In a recent Nature Communications publication Weinberg et al., (2019) report developing and testing a repertoire of inducible site-specific recombinases capable of being activated by different inducers such as small molecules, light, and temperature. While developed and tested in mammalian cells and transgenic mice, they will be widely useful in insect systems.
Site-specific recombinases (SSRs) target specific regions of DNA, promoting high-fidelity DNA modifications. This technology can be combined with split recombinases that are activated by chemical or light induced dimerization, thus allowing to regulate gene expression with high spatial and temporal control. However, the number of orthogonal recombinases is limited, and the available inducible systems are mainly optimized for Cre recombinase.
Weinberg et al., (2019) describe how they developed a collection of 108 recombinases selected from the tyrosine recombinase (Cre, VCre, and Flp) and the serine integrase (ФC31, TP901, and Bxb1) families. These recombinases were split at different locations and fused to one of three different chemical-inducible dimerization domain systems (RAP, ABA, or GIB). To test their function, the recombinases were transfected into mammalian cells and activated by adding RAP, ABA, or GIB to induce chemical dimerization. Around 25 of the split recombinases induced high GFP expression and, importantly, some also showed very low levels of GFP during the inactive or basal state.
The authors selected the best responders from Cre, Flp, and ФC31 to further characterize their response dynamics by fusing them with the other dimerization domains they had not tested and measuring GFP expression in the presence of the three chemicals (RAP, ABA, and GIB). Overall, ФC31 showed the higher signal-to-noise ratio for the three chemicals, and was stable for at least 100 h.

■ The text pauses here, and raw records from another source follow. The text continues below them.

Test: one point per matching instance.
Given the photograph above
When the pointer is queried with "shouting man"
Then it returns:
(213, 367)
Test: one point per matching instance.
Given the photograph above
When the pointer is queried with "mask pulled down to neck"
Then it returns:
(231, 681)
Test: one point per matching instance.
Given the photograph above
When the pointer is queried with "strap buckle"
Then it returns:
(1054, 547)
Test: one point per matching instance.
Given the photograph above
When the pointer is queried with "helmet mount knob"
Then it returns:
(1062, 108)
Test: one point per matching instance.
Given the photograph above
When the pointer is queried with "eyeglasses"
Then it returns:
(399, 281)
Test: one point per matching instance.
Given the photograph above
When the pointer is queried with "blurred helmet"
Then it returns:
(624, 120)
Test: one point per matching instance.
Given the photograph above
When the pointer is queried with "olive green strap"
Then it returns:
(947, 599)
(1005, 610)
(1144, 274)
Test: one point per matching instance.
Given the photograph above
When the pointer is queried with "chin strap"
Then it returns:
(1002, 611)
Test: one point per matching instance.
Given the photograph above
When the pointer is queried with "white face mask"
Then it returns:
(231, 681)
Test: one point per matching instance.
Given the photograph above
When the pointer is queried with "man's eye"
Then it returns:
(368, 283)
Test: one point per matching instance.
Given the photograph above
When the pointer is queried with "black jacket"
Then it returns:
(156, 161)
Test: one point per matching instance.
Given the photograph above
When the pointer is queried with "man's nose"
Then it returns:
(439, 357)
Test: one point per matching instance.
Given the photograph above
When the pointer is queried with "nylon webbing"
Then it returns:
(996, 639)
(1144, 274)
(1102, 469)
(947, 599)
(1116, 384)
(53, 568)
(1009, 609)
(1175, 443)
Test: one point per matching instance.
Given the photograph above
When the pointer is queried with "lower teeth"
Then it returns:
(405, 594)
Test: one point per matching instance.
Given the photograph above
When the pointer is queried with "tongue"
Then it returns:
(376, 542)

To verify the versatility of the recombinases regarding the dimerization inducers one can potentially use, the authors also tested UV light as an induction system. To this end, they fused different Cre and Flp split recombinases to blue light-inducible dimerization domains (Magnet system). The authors report that this system also worked in mammalian cells, increasing GFP expression upon UV light stimulation. From these experiments, a serendipitous discovery was that temperatures of 22°C and 4°C also activated the recombinases.
At the end of the paper, the authors discuss possible applications of these tools. They successfully used this technology in mammalian cells and in living mice to induce cytokine and luciferase expression, respectively.
Overall, the repertoire of functional recombinases developed in Weinberg et al., (2019) proves the flexibility of the split recombinases in terms of their capacity to respond to different treatments and of having multiple functional split locations. These results show their potential as a powerful and versatile tool to study genetic circuits, model development, neuroscience, and many other different topics, in ‘non-model’ organisms.